Zinger Key Points
- Consumer Sentiment Index fell to 50.8, missing expectations and hitting the lowest since June 2020.
- Year-ahead inflation expectations surged to 7.3%, highest forecast since November 1981.
- Get our list of 10 overlooked stocks—including one paying a 9% dividend—before Wall Street catches on.
The University of Michigan’s May consumer survey delivered a jarring message to Wall Street and policymakers: sentiment among American consumers has plunged to the lowest levels since June 2020, while expectations for inflation surged to heights last seen during the early 1980s.

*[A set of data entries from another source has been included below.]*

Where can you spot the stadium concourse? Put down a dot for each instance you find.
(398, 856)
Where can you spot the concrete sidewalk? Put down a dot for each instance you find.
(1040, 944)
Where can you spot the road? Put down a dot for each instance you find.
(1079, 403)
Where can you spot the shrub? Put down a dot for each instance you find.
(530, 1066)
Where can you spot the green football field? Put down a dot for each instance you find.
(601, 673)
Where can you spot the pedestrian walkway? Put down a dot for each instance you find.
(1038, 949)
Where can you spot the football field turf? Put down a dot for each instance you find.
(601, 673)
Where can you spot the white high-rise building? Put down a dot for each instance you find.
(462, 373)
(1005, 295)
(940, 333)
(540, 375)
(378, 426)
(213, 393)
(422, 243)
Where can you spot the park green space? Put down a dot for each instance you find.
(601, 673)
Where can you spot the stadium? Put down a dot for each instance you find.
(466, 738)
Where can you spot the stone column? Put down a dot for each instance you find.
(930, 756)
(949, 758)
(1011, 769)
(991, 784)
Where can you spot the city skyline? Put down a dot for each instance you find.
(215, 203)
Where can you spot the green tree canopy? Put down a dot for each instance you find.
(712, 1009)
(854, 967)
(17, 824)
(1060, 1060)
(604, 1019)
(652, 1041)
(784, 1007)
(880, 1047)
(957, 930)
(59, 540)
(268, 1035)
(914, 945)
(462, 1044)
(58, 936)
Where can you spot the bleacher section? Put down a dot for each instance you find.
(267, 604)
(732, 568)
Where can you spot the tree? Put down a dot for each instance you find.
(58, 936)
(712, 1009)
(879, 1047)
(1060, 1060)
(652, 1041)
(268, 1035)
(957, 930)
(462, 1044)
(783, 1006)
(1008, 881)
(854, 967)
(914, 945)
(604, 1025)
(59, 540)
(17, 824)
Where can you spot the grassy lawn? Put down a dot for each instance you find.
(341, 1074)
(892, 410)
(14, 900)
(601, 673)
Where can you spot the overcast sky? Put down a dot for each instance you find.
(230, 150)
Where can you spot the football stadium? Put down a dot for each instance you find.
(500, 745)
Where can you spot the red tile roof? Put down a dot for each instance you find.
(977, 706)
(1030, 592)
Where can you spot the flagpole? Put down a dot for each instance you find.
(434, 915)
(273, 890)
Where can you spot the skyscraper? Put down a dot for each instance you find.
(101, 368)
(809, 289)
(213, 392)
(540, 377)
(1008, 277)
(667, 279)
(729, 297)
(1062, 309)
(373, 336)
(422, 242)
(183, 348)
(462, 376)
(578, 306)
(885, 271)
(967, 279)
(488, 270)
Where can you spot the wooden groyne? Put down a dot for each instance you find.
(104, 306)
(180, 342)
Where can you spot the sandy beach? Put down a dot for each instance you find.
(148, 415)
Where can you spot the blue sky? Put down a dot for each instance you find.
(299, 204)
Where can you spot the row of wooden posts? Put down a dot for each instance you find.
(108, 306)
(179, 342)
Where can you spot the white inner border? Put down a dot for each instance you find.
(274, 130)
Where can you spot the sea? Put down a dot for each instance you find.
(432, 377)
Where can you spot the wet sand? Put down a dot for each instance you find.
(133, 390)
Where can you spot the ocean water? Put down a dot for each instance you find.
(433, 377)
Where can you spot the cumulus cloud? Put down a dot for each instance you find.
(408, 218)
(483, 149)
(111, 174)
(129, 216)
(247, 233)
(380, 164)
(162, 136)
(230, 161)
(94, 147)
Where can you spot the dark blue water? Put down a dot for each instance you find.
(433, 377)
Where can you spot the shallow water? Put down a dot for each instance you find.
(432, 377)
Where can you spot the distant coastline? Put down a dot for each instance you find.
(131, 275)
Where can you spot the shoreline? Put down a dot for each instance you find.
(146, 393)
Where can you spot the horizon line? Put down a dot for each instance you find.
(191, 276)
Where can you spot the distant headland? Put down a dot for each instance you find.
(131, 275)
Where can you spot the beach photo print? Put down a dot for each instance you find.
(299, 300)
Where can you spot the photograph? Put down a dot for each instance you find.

The preliminary Consumer Sentiment Index dropped to 50.8 in May, down from 52.2 in April and missing economists' forecasts of 53.4. The gauge is now 27% lower than it was a year ago, signaling deepening anxiety among households despite the recent 90-day pause on tariffs.
Expectations Sink To 1980 Lows, Inflation Fears Echo 1981
The subindex for Current Economic Conditions declined to 57.6 from 59.8 in April, while the Consumer Expectations subindex – a measure of forward-looking sentiment – dipped further from 47.3 to 46.5.
That reading marks the weakest since May 1980, worse even than the worst moments of the 2008 financial crisis and the early Covid-19 pandemic.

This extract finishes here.